Maybe a management team has some nebulous and ill-defined dread of an economic downturn or other potential events or circumstances that might cause significant credit issues. Conservative views on credit and risk taking are obviously pretty common in banking and not necessarily a bad thing, but those views are better expressed through modifying underwriting standards and other business practices to reflect low risk tolerances and appetites as well as robust (to the extent permitted by auditors) loan loss reserves. A large “catch all” capital buffer in excess of current norms is just an excuse for poor and/or lazy risk management.
Of course, a management team might be holding out hopes of future opportunities to deploy capital, whether through organic growth or acquisitions. Clearly, in an ideal world, banks with significant levels of excess capital would be able to find new or greater avenues for growth—acquisition targets, new business lines, geographic expansion, greater market penetration, etc—but management teams should be realistic in their assessment of their prospects. Rarely does a bank with a history negligible growth and no recent acquisitions reverse those trends (successfully) overnight.
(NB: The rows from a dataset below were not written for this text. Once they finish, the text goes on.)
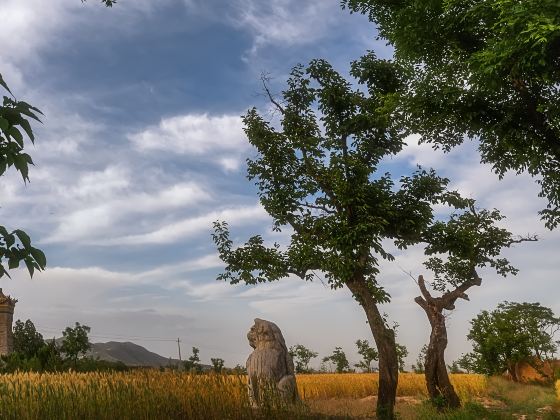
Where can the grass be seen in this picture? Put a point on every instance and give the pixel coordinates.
(171, 395)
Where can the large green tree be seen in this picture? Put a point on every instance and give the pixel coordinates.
(317, 176)
(481, 69)
(468, 241)
(512, 333)
(368, 353)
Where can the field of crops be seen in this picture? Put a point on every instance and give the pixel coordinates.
(360, 385)
(152, 394)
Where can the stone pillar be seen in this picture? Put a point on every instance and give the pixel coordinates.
(7, 305)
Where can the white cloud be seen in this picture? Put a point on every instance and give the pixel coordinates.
(187, 228)
(220, 139)
(113, 209)
(193, 134)
(285, 22)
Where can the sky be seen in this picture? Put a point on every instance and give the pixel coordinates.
(142, 148)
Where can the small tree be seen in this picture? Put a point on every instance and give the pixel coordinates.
(192, 364)
(75, 342)
(368, 353)
(239, 370)
(27, 341)
(512, 333)
(402, 353)
(454, 367)
(419, 367)
(338, 358)
(217, 364)
(302, 356)
(457, 248)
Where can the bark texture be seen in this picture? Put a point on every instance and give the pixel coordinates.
(385, 341)
(439, 386)
(270, 367)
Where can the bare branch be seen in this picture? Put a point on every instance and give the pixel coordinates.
(423, 289)
(313, 206)
(519, 239)
(265, 79)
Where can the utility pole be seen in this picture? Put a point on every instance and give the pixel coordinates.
(179, 348)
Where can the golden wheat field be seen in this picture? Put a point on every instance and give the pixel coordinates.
(151, 394)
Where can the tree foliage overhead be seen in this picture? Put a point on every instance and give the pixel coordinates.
(512, 333)
(319, 176)
(15, 126)
(487, 69)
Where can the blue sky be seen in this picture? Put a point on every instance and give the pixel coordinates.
(142, 149)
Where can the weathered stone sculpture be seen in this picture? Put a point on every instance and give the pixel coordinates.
(270, 367)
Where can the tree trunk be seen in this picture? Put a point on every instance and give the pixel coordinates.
(385, 341)
(439, 386)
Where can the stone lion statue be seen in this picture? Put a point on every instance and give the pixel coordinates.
(270, 367)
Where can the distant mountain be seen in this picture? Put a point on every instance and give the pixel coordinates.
(129, 353)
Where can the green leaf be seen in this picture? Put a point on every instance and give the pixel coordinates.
(39, 257)
(24, 238)
(3, 272)
(13, 262)
(4, 124)
(27, 127)
(30, 266)
(14, 132)
(5, 85)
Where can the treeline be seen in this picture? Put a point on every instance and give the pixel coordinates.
(32, 353)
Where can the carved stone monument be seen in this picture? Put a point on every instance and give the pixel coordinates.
(7, 305)
(270, 367)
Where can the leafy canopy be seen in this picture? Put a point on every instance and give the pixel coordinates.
(511, 333)
(15, 116)
(75, 341)
(486, 69)
(368, 353)
(318, 175)
(467, 241)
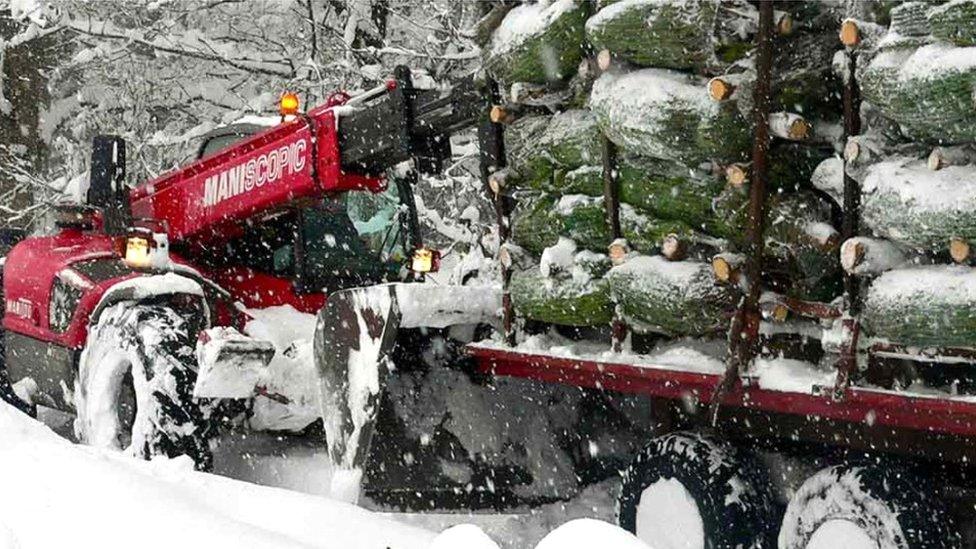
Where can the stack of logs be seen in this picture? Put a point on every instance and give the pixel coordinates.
(916, 165)
(662, 107)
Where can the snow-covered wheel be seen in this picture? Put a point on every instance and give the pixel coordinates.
(688, 490)
(865, 507)
(134, 390)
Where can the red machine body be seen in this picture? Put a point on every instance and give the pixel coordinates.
(207, 201)
(201, 206)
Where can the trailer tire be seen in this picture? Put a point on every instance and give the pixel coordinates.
(134, 390)
(728, 489)
(880, 507)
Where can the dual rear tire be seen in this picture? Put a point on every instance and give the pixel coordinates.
(134, 390)
(688, 490)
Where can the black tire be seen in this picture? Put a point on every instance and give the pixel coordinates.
(728, 487)
(8, 395)
(134, 390)
(889, 506)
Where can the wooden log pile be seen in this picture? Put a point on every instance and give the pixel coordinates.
(669, 85)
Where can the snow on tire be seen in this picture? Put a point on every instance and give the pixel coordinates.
(134, 390)
(688, 490)
(856, 507)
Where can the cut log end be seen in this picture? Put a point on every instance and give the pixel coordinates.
(959, 250)
(501, 115)
(505, 257)
(604, 60)
(850, 33)
(674, 248)
(851, 255)
(736, 175)
(779, 312)
(799, 130)
(496, 181)
(852, 151)
(720, 89)
(585, 69)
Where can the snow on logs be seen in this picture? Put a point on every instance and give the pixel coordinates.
(566, 289)
(539, 222)
(676, 298)
(928, 91)
(871, 256)
(927, 306)
(954, 22)
(650, 33)
(668, 115)
(905, 201)
(538, 42)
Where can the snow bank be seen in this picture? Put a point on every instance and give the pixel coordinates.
(56, 494)
(526, 21)
(291, 372)
(467, 536)
(686, 354)
(590, 533)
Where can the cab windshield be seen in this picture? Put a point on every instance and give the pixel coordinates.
(351, 240)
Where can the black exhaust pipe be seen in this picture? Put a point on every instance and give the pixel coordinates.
(106, 188)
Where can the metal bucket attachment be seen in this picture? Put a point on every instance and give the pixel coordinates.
(355, 332)
(231, 364)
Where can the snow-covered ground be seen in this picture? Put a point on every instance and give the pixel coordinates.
(98, 498)
(57, 494)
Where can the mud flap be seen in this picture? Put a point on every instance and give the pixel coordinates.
(354, 335)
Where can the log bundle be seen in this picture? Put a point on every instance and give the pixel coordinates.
(928, 91)
(917, 170)
(668, 90)
(674, 298)
(928, 306)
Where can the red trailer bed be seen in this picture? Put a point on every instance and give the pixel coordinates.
(870, 408)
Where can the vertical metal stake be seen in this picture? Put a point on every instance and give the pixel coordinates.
(492, 146)
(744, 331)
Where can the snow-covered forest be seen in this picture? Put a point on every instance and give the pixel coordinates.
(636, 274)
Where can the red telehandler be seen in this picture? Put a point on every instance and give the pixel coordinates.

Rather, banks with more capital than growth opportunities should heed Jamie Dimon’s advice and return the excess to stockholders who can put it to a “higher and better use.”
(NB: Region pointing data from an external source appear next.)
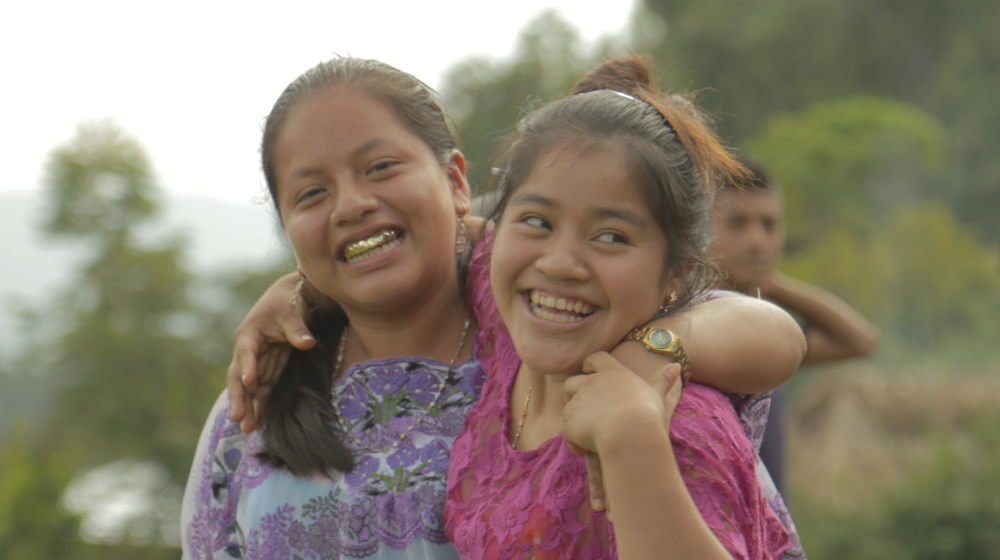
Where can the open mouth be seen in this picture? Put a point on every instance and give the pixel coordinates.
(373, 246)
(561, 310)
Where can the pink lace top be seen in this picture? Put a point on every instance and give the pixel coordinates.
(504, 503)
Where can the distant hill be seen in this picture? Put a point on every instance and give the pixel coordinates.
(221, 235)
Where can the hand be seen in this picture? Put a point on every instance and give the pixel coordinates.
(612, 399)
(262, 349)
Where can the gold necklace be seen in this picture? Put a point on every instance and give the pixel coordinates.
(520, 425)
(440, 388)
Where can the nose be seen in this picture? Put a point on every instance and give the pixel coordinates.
(563, 260)
(758, 235)
(354, 202)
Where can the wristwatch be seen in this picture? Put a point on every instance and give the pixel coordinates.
(663, 341)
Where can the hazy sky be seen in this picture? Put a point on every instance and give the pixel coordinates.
(192, 80)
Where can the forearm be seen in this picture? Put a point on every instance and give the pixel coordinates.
(653, 513)
(735, 344)
(835, 329)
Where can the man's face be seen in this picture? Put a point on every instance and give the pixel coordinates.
(749, 235)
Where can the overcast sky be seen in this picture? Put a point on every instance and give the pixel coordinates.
(192, 79)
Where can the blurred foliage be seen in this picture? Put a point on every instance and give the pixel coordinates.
(770, 56)
(847, 162)
(947, 508)
(137, 349)
(488, 96)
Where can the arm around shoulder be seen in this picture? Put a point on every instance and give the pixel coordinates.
(735, 344)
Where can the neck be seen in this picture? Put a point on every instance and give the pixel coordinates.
(431, 329)
(543, 415)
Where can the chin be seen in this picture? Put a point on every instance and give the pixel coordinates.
(546, 364)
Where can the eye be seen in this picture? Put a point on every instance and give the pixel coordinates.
(535, 221)
(309, 193)
(611, 237)
(381, 166)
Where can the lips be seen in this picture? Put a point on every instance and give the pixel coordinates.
(364, 249)
(559, 309)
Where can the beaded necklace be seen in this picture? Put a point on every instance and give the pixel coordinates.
(440, 389)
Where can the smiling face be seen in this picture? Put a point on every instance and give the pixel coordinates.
(367, 205)
(578, 260)
(749, 235)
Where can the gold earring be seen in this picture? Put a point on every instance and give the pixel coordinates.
(666, 306)
(462, 235)
(297, 292)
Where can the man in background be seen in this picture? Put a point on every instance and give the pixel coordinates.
(749, 242)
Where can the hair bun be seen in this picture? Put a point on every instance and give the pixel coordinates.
(627, 75)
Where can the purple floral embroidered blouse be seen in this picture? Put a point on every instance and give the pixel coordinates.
(390, 507)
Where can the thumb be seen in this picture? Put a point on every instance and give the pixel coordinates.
(302, 339)
(664, 379)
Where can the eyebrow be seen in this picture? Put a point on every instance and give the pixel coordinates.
(600, 213)
(623, 215)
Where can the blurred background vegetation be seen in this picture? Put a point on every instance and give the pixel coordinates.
(877, 118)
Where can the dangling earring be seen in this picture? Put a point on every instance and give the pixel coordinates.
(666, 306)
(462, 235)
(297, 293)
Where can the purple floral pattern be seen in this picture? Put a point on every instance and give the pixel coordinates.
(237, 506)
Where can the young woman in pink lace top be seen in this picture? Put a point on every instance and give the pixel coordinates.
(603, 220)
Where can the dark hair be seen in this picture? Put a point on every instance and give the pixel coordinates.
(672, 153)
(756, 180)
(298, 416)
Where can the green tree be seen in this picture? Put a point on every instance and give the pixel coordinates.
(848, 162)
(488, 95)
(768, 56)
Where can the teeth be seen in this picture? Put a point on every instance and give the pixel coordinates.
(537, 310)
(366, 247)
(539, 303)
(375, 252)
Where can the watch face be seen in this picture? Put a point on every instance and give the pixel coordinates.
(658, 338)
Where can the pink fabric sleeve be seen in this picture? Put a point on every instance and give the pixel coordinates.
(717, 462)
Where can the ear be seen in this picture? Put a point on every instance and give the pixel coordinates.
(460, 192)
(676, 282)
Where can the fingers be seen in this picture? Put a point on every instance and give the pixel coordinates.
(665, 378)
(236, 394)
(272, 363)
(245, 352)
(595, 476)
(295, 331)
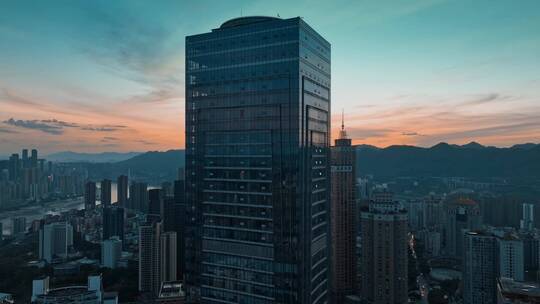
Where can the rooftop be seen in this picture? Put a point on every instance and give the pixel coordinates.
(246, 20)
(172, 289)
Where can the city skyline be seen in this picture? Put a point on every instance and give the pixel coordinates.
(109, 76)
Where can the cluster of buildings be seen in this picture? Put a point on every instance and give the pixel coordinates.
(26, 178)
(269, 211)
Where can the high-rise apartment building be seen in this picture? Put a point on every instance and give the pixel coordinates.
(33, 159)
(111, 252)
(18, 225)
(479, 268)
(527, 218)
(138, 196)
(105, 192)
(149, 257)
(122, 190)
(113, 222)
(343, 218)
(25, 160)
(257, 162)
(90, 195)
(511, 257)
(14, 167)
(384, 251)
(168, 256)
(462, 214)
(155, 201)
(55, 240)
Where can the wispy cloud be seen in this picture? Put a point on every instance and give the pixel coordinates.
(6, 130)
(35, 125)
(56, 127)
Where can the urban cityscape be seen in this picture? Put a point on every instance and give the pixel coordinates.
(277, 191)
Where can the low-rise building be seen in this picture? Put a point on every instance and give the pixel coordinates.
(92, 293)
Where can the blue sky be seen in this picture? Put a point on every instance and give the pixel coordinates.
(108, 75)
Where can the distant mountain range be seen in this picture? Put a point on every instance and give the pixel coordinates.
(105, 157)
(442, 160)
(470, 160)
(151, 167)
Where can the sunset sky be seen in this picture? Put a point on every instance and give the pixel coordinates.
(93, 76)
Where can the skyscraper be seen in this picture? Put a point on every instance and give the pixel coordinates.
(113, 222)
(479, 268)
(173, 215)
(14, 167)
(25, 161)
(54, 241)
(33, 159)
(149, 257)
(527, 218)
(257, 162)
(168, 256)
(105, 192)
(154, 201)
(138, 196)
(90, 195)
(111, 252)
(462, 214)
(18, 225)
(511, 257)
(343, 218)
(384, 251)
(122, 190)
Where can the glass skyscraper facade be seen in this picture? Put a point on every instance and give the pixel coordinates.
(257, 153)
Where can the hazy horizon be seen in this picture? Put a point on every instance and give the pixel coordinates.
(109, 76)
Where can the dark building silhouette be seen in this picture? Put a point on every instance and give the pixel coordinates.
(33, 159)
(149, 257)
(384, 250)
(14, 167)
(122, 190)
(105, 192)
(257, 162)
(344, 218)
(113, 222)
(179, 191)
(138, 197)
(479, 268)
(90, 195)
(25, 160)
(173, 215)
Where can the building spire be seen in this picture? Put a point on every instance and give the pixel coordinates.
(342, 119)
(342, 133)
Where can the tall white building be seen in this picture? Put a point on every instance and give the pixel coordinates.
(168, 256)
(511, 258)
(479, 268)
(55, 240)
(149, 257)
(527, 218)
(111, 252)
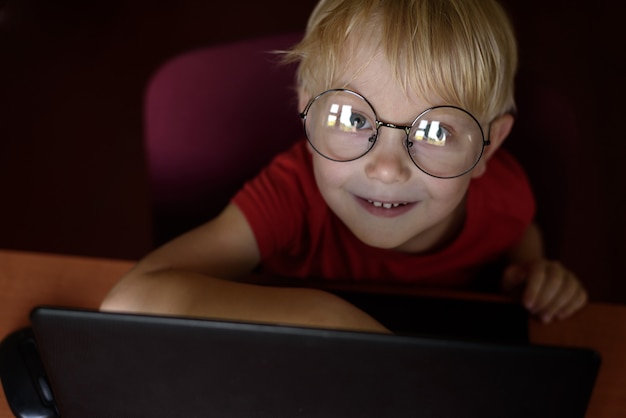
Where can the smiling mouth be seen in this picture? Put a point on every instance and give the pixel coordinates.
(386, 205)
However, I think that there is another reason why a bank might operate with excessive capital levels that is both less likely to be acknowledged and significantly less defensible—to deter potential suitors. Significant amounts of excess capital not only mask the true earnings power of a bank, but it can also provide a convenient obstacle to a sale. Conventional wisdom holds that acquirers will not pay a premium on excess capital, on the theory that each dollar of excess capital is properly worth one dollar, so it is harder for a buyer to pay a meaningful premium for a bank that has a large amount of excess capital.
However, given the significant expansion of many banks’ price to tangible book value (“TBV”) multiples, particularly since the fall of 2016, the merger math for buying an overcapitalized bank has gotten significantly better. Since most overcapitalized banks trade a lower price to TBV multiple (because they have a lot of tangible book value) relative to would be acquirers, such deals could be expected to accretive to tangible book value. While I am not a big fan of judging bank mergers by whether they are accretive or dilutive to TBV (and if dilutive, how long it will take the acquirer to “earn back” the dilution), it is clearly important to the broader market.
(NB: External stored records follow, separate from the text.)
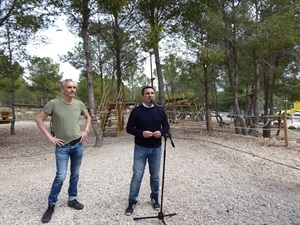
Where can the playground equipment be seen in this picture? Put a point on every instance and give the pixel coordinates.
(112, 114)
(5, 117)
(293, 110)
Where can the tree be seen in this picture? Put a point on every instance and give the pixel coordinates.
(19, 21)
(79, 17)
(156, 17)
(44, 78)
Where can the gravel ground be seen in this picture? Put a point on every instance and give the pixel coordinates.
(212, 179)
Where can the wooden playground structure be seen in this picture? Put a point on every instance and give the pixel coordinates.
(111, 114)
(5, 117)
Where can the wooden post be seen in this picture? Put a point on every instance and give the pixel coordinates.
(285, 130)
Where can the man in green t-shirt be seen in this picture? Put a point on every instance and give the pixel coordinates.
(68, 140)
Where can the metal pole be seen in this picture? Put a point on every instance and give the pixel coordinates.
(151, 69)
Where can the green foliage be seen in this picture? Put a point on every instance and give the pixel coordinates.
(44, 77)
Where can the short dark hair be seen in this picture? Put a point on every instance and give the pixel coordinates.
(146, 88)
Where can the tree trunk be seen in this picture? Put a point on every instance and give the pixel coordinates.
(160, 79)
(92, 107)
(12, 125)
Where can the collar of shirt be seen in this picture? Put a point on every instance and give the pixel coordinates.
(148, 106)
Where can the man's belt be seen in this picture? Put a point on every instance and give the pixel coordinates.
(73, 142)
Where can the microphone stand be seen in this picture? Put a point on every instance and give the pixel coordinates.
(161, 215)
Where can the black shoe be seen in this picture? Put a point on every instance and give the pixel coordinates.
(47, 215)
(130, 208)
(75, 204)
(155, 203)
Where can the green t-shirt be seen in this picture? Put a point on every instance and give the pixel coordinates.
(65, 118)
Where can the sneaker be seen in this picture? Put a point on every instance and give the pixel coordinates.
(48, 214)
(155, 203)
(130, 207)
(75, 204)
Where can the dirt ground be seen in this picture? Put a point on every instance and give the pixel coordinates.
(213, 178)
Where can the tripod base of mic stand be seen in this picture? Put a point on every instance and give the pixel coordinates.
(160, 216)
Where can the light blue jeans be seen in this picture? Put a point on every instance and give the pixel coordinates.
(141, 155)
(62, 155)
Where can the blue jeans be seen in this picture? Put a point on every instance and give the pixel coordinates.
(141, 154)
(62, 155)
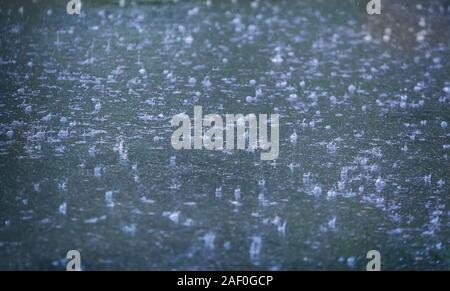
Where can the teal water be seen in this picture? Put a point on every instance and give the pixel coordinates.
(86, 161)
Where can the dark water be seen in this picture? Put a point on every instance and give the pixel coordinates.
(86, 161)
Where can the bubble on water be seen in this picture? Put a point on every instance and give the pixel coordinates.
(129, 229)
(206, 82)
(192, 81)
(47, 118)
(173, 216)
(277, 59)
(262, 182)
(351, 89)
(293, 97)
(317, 190)
(28, 109)
(208, 239)
(189, 39)
(63, 133)
(331, 193)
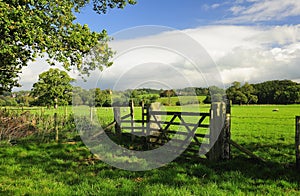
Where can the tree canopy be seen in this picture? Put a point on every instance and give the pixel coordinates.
(53, 88)
(31, 28)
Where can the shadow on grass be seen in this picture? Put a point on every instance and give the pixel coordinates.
(74, 166)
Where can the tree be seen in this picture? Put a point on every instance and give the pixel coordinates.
(31, 28)
(53, 88)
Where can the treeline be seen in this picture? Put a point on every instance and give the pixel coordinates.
(270, 92)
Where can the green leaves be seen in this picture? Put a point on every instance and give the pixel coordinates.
(53, 85)
(29, 28)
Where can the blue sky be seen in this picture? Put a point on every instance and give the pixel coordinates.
(178, 14)
(248, 40)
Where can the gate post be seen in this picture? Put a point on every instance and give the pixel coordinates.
(117, 117)
(297, 141)
(219, 135)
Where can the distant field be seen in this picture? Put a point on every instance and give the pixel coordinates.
(70, 169)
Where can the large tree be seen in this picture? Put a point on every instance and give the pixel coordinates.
(53, 88)
(31, 28)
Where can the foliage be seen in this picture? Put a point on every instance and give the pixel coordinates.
(37, 27)
(46, 168)
(53, 87)
(102, 98)
(215, 94)
(241, 94)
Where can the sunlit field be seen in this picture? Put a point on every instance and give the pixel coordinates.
(68, 168)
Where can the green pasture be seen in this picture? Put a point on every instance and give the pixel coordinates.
(36, 168)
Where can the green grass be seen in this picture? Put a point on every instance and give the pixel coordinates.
(65, 169)
(31, 168)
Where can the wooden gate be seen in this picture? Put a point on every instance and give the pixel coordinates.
(206, 133)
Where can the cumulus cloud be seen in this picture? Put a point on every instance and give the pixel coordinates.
(262, 10)
(241, 53)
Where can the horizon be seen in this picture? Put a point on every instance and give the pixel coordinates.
(246, 41)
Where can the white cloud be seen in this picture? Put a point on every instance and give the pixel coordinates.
(242, 53)
(263, 10)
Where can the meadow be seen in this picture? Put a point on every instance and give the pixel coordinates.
(68, 168)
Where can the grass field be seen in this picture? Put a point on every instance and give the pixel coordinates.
(31, 168)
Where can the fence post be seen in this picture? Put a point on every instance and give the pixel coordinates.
(297, 141)
(117, 117)
(131, 105)
(56, 126)
(227, 132)
(91, 113)
(217, 132)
Turning back to National Bankshares, as of June 12, 2018, they are trading for around 1.8x TBV. Given that there are a number of obvious buyers trading north of 2.5x TBV, I would imagine that many of these potential buyers might be able to pay a market standard premium for National Bankshares and still be able to announce to investors that the transaction is accretive to tangible book value. I would also imagine that any buyer would also then, after the closing, use National Bankshares’ excess capital to buy back their own stock, likely improving earnings per share, return on equity and, presumably, their own stock price.